It’s true that some corporations are realizing it is in their best interests to use some of their profits to take action on climate change. Not just because industry, with its huge appetite for energy, is a big part of the global warming problem and must therefore be part of the solution. Businesses don’t want to be left behind as fossil fuels are abandoned in favor of cleaner technologies. Some also see that reducing emissions can actually be profitable, and they know that governments can enforce carbon reduction policies. DuPont, a chemical company, has already reduced its greenhouse gas emissions to 65 percent below 1990 levels, beating its original 2010 tar- get date, and it expects solar products to generate $2 billion in revenue by 2014.1 In 2005, General Electric, once a big user of coal, pledged to reduce its carbon dioxide emissions and invest in clean technologies like renewable energy and hydrogen fuel cells, hoping that its own customers, such as electricity companies, would continue to buy GE products and follow its lead.5 Equally important, companies must urge governments to address global warming issues.
Elsewhere, corporations from software manufacturers to banks are retrofitting their offices to make them more energy efficient.
Still, the changes are not happening fast enough. So some governments are finally starting to take the lead, by taxing things they want to discourage (such as gas-guzzling vehicles), by subsidizing or removing taxes from things they want to encourage (such as public transit or fuel-efficient cars), by charging “congestion” fees for energy and transport use, and by enforcing reductions for large carbon dioxide emitters such as energy producers and automakers.
Some governments, for example, are rethinking the many ways they subsidize oil companies, keeping the price of oil artificially low, whether it is by providing money to find and develop new sources of oil or by reducing taxes on gasoline and heating oil. Developing countries such as Indonesia, Malaysia and Thailand are learning that keeping fuel prices low discourages conservation and fuel efficiency. It also means less money for needs like health care and education, and less money to invest in renewable energy.
In the United States, thirty-six states, tired of waiting for the federal government to enact climate change legislation, are taking their own action to reduce greenhouse gas emissions.6 In Oregon, any new gas-fired power plant is required to be 17 percent more efficient than any other gas-fired plant in the entire country.7 California pledged to reduce its greenhouse gas emissions to 1990 levels by 2020 (a 25 percent reduction).8 Improved fuel-efficiency standards set by state legislators are forcing automakers to reduce greenhouse emissions by as much as 30 percent by 2014, creating a rising demand for hybrid vehicles that run partly on gas and partly on batteries. The battery is recharged as the engine runs, and the cars routinely use half as much gas as regular vehicles.

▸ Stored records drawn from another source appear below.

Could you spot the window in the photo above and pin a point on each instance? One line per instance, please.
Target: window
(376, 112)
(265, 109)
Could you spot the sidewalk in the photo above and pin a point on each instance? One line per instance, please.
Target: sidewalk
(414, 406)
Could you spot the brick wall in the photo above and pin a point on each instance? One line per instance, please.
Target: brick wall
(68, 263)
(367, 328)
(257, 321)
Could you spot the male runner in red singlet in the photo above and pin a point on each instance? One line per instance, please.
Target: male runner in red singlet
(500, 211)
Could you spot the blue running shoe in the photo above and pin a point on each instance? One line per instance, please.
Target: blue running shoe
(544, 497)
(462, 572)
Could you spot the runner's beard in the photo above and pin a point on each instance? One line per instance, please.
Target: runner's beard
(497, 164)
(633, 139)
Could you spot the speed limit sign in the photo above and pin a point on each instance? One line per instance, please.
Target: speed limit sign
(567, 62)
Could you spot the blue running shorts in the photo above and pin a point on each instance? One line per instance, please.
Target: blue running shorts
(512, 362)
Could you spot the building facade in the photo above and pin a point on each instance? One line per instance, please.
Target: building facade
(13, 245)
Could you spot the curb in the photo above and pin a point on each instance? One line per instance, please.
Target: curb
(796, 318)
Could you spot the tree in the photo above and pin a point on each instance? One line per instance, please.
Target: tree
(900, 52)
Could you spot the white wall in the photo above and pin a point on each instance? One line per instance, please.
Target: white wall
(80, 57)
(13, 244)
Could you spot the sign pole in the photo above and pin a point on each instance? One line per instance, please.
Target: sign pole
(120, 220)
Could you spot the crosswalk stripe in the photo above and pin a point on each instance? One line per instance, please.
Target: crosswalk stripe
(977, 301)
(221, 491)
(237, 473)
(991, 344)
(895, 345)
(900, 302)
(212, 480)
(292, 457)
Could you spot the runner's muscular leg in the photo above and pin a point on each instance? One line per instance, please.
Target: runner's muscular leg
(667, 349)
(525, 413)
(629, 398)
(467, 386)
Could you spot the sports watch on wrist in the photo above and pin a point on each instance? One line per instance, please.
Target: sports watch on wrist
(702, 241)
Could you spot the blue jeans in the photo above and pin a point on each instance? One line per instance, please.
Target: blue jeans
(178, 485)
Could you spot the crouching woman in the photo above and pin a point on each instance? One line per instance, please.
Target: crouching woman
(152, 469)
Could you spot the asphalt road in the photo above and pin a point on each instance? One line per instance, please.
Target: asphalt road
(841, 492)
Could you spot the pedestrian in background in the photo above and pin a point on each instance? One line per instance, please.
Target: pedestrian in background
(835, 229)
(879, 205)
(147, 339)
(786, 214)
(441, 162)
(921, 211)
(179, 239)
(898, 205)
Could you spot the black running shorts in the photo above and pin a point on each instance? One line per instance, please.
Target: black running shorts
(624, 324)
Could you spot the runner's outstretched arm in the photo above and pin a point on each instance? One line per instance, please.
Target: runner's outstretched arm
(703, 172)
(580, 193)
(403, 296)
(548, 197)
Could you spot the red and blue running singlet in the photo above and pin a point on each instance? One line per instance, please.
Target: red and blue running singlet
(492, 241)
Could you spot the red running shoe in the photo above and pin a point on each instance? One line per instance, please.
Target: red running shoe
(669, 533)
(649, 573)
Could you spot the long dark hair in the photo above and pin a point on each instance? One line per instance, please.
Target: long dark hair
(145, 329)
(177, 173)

Elsewhere, the state of West Australia has formed a partnership with an oil company, car company, fuel-cell manufacturer and university to fund three hydrogen fuel-cell powered buses in the capital city of Perth. And governments from China to Europe are subsidizing city buses that run on hydrogen, providing rebates or tax relief for people who buy hybrid cars, providing stable funding for buses, streetcars, trains and bike lanes.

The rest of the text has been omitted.